Tony Scott, who also directed such pulse-pounding thrillers as Enemy of the State, Crimson Tide, and True Romance, applies his unique visual genius to this espionage thriller that spans 15 years. The scenes in Vietnam are especially great because they carry a distinct look to them. The movie also makes for a rather fast 130 minutes, because here Scott has applied the same frenetic quick cut edits, a la Enemy of the State. It’s a wonder that Jerry Bruckheimer’s name is nowhere to be found in the credits. The only flaw in the movie is the handling of the film’s adversary, a slimy CIA agent (Stephen Dillane), who isn’t really an evil guy, but an agent working against the Redford character. He’s handled in something of a cartoonish mode.

Spy Game is top notch entertainment at a high mark. The pairing of Redford and Pitt is one of the best alliances in any recent movie I’ve seen lately, and this movie is the perfect opportunity to reveal how these two actors resemble one another, especially when they have a tightly written and suspenseful script to perform under. It also marks another top entry in director Tony Scott’s long list of remarkably entertaining films.

Video ***1/2

Overall, this is very much a top of the line transfer from Universal that suffers only in one brief scene, where the dimming of light obviously goes from dark to bright in the blink of an eye. Other than that flaw, this is a definite transfer, sharp and crisp as can be. Image quality is perfected, as it marks perhaps the best DVD transfer of any of Tony Scott’s movies. His last movie, Enemy of the State, was extremely well handled, but it wasn’t anamorphic. In fact, most of Scott’s movies, including True Romance and Crimson Tide, are not in anamorphic, which makes Spy Game a nice rare occasion, because this anamorphic presentation is something close to flawless.

Audio ****

I’ve heard many impressive audio tracks early in this year, but I’m already considering putting Spy Game in the running list for next year’s DMC Awards. Universal has done their homework, as they always do, with a sharp as can be audio transfer. The 5.1 audio mix perfectly captures the frenetic sound and fury of this sharp thriller, particularly in composer Harry Gregson-Williams’ nice techno-beat music score. The presentation also captures background and distinct noises extremely well. One of the all-around best DVD presentations you are likely to come across all year.

Features ****

Whenever Universal applies a Collector’s Edition logo, you can certainly expect a feat of features, which is what you will find in this very loaded disc. Included are two commentaries, one with Tony Scott, and one with producers Douglas Wick and Marc Abraham.

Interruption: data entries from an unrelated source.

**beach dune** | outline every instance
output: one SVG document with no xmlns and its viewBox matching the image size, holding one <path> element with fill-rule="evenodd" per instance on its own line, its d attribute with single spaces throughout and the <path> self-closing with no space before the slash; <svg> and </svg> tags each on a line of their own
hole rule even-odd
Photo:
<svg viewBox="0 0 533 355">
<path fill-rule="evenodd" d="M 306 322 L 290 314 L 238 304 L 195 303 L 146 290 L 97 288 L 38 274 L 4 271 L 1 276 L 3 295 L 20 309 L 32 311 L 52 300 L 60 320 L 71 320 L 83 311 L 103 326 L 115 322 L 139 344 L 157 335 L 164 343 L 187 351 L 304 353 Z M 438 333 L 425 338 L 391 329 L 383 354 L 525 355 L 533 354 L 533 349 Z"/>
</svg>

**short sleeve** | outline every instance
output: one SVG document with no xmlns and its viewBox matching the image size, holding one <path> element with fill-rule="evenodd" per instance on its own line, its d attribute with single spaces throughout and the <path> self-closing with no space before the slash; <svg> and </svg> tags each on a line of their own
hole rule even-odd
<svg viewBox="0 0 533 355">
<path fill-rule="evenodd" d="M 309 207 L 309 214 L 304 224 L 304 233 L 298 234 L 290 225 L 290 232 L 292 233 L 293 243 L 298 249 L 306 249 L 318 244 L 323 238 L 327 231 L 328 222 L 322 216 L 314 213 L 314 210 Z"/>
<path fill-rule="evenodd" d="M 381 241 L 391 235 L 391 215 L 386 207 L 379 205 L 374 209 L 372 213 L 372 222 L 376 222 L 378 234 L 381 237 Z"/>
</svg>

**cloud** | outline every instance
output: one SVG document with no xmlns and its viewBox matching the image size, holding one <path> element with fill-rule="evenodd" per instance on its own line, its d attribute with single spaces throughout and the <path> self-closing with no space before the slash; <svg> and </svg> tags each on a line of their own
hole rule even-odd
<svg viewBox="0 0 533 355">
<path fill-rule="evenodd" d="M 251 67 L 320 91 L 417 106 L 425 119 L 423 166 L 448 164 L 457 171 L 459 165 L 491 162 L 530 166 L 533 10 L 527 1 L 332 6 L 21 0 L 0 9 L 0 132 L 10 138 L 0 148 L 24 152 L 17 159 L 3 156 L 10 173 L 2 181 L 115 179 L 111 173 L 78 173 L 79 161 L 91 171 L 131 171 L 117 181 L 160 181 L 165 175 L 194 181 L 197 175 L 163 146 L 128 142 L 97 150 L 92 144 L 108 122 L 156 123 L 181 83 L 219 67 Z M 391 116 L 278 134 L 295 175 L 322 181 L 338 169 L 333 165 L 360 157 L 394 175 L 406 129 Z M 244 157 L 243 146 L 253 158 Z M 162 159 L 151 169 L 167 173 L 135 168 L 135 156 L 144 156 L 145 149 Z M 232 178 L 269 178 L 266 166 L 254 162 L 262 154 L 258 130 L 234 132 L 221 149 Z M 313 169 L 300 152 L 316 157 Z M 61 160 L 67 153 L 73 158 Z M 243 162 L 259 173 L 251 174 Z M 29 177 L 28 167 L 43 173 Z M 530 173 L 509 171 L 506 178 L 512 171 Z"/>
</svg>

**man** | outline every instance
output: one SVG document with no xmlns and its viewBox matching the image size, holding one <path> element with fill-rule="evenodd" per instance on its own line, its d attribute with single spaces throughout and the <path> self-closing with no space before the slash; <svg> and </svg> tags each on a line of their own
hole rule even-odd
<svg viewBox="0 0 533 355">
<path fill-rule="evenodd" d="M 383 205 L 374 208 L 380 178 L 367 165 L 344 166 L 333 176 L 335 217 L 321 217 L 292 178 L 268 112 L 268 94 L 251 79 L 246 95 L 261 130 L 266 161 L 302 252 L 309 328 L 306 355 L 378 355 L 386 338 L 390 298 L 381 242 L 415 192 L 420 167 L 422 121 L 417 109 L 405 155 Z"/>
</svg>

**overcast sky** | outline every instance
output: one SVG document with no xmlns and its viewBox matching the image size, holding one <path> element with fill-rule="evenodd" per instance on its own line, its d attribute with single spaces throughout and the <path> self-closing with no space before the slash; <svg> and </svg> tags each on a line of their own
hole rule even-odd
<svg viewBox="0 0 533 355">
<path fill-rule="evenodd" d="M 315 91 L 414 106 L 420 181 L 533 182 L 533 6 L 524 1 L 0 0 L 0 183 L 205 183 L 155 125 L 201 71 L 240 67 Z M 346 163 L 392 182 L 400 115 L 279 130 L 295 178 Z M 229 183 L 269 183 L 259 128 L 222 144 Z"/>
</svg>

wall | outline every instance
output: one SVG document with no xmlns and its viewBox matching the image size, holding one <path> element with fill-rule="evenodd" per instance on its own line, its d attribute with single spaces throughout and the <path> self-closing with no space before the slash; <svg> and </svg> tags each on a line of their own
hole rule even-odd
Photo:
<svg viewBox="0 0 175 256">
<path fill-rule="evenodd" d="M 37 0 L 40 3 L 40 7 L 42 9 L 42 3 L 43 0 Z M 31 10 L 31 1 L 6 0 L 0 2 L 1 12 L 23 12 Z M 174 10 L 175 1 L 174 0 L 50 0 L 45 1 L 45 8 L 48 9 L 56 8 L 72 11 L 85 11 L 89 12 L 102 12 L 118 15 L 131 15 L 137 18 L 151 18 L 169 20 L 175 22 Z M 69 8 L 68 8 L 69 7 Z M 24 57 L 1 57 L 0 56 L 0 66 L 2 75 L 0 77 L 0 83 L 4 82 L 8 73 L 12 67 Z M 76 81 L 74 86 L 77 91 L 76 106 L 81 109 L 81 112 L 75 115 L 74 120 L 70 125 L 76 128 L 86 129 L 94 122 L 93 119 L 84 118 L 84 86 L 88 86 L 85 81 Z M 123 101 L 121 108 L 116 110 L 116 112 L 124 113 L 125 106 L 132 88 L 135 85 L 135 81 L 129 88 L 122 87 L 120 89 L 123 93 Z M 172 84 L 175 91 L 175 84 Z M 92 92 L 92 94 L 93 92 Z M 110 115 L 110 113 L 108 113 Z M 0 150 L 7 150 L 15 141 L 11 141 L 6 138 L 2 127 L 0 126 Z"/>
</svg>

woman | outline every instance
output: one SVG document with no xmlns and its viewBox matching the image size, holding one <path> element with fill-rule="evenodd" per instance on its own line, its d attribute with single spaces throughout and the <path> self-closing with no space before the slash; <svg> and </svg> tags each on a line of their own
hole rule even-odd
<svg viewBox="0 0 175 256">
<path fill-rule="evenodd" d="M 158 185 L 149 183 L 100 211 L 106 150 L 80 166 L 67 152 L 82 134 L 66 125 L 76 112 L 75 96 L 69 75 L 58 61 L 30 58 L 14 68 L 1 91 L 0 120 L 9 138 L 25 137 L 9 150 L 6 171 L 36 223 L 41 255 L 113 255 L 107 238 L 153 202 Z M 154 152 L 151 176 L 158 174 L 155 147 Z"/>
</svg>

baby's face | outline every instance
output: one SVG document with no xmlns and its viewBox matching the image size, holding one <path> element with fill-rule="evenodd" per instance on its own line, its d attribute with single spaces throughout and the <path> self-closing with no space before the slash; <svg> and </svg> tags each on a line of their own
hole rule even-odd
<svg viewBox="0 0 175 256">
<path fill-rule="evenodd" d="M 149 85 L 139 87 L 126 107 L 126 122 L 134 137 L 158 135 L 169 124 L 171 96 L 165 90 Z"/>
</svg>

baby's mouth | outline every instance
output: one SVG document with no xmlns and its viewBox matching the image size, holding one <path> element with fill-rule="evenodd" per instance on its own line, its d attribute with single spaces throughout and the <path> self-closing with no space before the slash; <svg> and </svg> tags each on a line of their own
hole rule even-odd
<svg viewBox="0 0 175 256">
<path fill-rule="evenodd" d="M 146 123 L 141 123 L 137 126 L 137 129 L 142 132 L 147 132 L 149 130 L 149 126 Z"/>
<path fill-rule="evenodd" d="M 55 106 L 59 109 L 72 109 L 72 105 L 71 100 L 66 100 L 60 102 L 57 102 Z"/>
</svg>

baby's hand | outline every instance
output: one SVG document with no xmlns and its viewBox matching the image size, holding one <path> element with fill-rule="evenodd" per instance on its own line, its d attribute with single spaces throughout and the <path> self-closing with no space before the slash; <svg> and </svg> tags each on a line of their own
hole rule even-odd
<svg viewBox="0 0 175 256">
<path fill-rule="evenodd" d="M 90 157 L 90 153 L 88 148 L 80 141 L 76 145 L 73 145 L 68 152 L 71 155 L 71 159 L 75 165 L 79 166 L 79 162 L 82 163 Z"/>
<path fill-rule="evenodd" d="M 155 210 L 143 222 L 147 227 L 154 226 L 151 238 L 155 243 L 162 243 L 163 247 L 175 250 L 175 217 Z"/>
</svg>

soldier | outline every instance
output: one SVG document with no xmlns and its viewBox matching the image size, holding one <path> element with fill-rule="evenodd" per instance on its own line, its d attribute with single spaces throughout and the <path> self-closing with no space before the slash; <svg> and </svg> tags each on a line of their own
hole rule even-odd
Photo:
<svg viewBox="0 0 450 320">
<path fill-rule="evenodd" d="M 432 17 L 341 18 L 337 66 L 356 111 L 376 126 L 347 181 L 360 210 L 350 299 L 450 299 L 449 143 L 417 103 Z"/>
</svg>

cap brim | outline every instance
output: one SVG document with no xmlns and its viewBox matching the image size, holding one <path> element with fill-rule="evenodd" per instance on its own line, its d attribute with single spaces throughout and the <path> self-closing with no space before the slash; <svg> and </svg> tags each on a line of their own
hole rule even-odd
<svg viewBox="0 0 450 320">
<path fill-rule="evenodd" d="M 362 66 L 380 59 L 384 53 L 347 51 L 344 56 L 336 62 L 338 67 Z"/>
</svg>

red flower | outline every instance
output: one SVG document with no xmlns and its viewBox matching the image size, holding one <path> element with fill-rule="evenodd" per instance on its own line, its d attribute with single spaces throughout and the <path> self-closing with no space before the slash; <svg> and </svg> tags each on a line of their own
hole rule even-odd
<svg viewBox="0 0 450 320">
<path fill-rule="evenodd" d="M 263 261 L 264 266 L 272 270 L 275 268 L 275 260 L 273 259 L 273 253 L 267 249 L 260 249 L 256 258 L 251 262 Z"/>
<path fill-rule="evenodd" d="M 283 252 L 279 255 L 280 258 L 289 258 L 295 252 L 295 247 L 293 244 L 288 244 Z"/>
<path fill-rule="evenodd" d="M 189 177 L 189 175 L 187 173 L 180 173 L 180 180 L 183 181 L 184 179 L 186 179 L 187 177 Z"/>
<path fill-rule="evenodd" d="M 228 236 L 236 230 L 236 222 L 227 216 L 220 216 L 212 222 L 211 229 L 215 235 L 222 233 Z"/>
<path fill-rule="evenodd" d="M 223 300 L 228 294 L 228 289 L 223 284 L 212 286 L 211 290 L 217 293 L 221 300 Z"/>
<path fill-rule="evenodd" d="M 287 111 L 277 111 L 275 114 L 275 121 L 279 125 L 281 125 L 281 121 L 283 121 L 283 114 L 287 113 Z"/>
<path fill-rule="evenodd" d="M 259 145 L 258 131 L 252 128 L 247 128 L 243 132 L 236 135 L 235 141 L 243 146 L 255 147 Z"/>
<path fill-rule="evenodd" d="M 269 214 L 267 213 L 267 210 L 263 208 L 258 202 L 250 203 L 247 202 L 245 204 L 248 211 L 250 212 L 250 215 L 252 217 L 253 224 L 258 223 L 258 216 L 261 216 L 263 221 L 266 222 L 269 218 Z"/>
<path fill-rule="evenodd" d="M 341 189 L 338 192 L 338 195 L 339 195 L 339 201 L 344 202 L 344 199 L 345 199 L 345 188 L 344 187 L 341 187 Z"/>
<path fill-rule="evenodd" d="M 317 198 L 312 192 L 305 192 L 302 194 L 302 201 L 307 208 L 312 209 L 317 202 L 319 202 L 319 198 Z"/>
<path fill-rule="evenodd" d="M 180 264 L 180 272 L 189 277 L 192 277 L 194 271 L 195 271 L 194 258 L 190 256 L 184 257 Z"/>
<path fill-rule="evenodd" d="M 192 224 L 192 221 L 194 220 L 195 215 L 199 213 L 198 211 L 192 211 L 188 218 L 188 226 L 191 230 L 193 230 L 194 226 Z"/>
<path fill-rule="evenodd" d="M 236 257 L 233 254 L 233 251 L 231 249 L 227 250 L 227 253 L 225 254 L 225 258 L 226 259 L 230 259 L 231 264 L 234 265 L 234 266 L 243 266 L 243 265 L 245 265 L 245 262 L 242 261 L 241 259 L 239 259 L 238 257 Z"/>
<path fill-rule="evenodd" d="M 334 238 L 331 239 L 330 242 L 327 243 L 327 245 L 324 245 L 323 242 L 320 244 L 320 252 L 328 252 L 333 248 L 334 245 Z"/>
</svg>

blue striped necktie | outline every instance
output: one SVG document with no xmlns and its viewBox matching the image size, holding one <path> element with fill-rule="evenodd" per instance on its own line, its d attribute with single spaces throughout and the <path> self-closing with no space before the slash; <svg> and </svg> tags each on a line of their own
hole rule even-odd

This also marks the first Universal disc to feature an extended branching option, titled Clandestine OPS, which allows you to access behind the scenes interviews and cast/character bios simultaneously while watching the movie. Also featured is a script-to-storyboard featurette with Tony Scott, deleted scenes and an alternate ending, information on what it takes to become a CIA agent, and a trailer for this movie and the upcoming Universal spy thriller, The Bourne Identity.  

On top of these, DVD ROM enthusiasts will be able to access a wealth of additional material over the web!  Included online are the Spy Game World Premiere, an additional interview with Robert Redford and Brad Pitt, an interview with producers Marc Abraham and Douglas Wick, "The Toughest Scene" with director Tony Scott, a look at CIA training, and much more.


Spy Game is knockout thriller from an expert director, and an opportunity to see two terrific actors at the top of their own Game.